A TVI recolheu novos indícios de que mais pessoas estiveram no fim de semana do Meco onde morreram seis estudantes. Duas camisas de homem foram entregues por engano à família de Catarina Soares e não pertencem a nenhum dos estudantes que morreu.

«São duas camisas de rapaz, de traje de rapaz. A Catarina era franzina, era um S. As camisas não são dela, por isso aquelas camisas de onde vieram?», questiona Fernanda Cristóvão, mãe de Catarina Soares.

«Dou-as a quem provar que lhe pertencem. Até lá ficam ali. A não ser que seja obrigado a fazê-lo pelas autoridades», acrescentou o pai, António Soares.

As camisas também não pertencem a Pedro Negrão, segundo a mãe deste. «Estas camisas não são do meu filho. Eles não podem usar com etiquetas, por isso tudo o que tinha etiquetas o meu filho pediu-me para tirar. Uma delas para mim não é de traje, a outra também não identifico como sendo do meu filho», disse à TVI Fátima Negrão.

Pedro tinha duas camisas de traje. «Uma tinha vestida e a outra que me foi entregue também não pertence ao Pedro. Foi a namorada que me trouxe da faculdade com a roupa civil. Esta camisa não sei se é rapaz ou rapariga, mas também não é dele», acrescentou.
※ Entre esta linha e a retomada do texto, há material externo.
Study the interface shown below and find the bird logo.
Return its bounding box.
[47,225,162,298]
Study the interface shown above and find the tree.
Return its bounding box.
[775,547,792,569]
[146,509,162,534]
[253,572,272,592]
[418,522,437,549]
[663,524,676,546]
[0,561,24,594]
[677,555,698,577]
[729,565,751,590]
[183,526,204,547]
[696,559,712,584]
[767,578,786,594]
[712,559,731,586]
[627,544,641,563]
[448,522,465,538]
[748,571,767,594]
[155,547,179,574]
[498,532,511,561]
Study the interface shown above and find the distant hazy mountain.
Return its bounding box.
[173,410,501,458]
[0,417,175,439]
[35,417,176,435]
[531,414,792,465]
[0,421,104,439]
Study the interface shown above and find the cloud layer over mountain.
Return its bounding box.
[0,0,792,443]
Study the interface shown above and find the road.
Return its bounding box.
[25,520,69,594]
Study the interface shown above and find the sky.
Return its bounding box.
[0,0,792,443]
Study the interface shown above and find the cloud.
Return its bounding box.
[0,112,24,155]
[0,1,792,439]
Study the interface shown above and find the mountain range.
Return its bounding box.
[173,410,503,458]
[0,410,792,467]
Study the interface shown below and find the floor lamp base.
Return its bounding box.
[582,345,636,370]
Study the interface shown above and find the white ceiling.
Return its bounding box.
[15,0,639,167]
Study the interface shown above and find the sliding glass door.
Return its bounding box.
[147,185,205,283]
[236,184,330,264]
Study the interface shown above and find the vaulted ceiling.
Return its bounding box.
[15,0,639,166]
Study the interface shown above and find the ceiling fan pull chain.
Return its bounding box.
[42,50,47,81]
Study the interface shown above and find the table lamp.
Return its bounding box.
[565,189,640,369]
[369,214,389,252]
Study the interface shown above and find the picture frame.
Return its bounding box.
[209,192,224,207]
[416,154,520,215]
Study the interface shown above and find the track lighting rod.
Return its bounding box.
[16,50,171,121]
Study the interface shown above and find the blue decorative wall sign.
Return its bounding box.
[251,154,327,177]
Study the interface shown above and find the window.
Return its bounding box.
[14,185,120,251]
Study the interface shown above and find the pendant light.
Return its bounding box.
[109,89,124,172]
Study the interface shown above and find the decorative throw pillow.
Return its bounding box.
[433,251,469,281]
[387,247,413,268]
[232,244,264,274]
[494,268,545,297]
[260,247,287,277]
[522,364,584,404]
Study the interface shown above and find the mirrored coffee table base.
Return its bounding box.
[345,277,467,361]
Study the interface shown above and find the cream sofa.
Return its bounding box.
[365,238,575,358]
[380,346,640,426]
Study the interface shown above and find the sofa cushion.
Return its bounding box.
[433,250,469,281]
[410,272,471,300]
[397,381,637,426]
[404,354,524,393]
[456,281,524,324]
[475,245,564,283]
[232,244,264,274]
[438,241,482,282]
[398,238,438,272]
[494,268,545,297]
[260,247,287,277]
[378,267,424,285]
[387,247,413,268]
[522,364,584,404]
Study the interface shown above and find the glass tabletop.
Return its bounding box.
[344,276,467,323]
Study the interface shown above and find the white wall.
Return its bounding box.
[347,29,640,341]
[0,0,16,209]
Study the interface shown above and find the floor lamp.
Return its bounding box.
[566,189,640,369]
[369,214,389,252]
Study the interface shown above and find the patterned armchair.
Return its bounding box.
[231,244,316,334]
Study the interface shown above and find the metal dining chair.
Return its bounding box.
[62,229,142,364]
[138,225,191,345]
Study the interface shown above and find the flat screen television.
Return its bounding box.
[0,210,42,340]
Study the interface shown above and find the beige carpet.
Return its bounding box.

Tiago Campos, a outra vítima do sexo masculino, segundo a família, teria levado para o Meco duas camisas: uma foi devolvida juntamente com os pertences, a outra ainda a trazia vestida quando o corpo foi encontrado. «Estava completamente vestido, sem nada, sem marca nenhuma, pelo menos visível. Estes sapatos são novos, que ele utilizava. Os outros antigos quando ele acabou a faculdade estavam mais danificados. Mas estes foram os sapatos que foram entregues», contou o pai de Tiago.

Terá sido João Gouveia, acompanhado de um familiar, ainda nessa madrugada, que terá arrumado os pertences, que, no caso de algumas famílias, depois foram entregues por membros do COPA e honoris dux.

«Achei estranho quererem despachar tudo tão rápido. Não tinha necessidade das coisas da menina tão depressa. Aliás, nada foi como previsto. As nossas coisas não vieram por intermédio da Lusófona. Foi o namorado que trouxe. Não era uma casa que fosse para ser alugada na segunda-feira a seguir, qual era a preocupação de arrumarem logo tudo aquilo e desfazerem-se de tudo? Houve necessidade de arrumar rapidamente a casa», refletiu a mãe de Catarina.

No caso de Catarina Soares, terá sido o namorado, um elemento do COPA, que no dia seguinte entregou todos os pertences à família. As chaves de casa nunca apareceram, nem os documentos.

No caso de Carina Sanchez, terá sido mesmo um honoris dux, Rui Osório, quem entregou ainda no Meco o saco à família. Também foi ele que transportou até à Lusófona os pertences de Joana Barroso, Andreia Revez e Pedro Negrão, cujas chaves do carro nunca foram encontradas.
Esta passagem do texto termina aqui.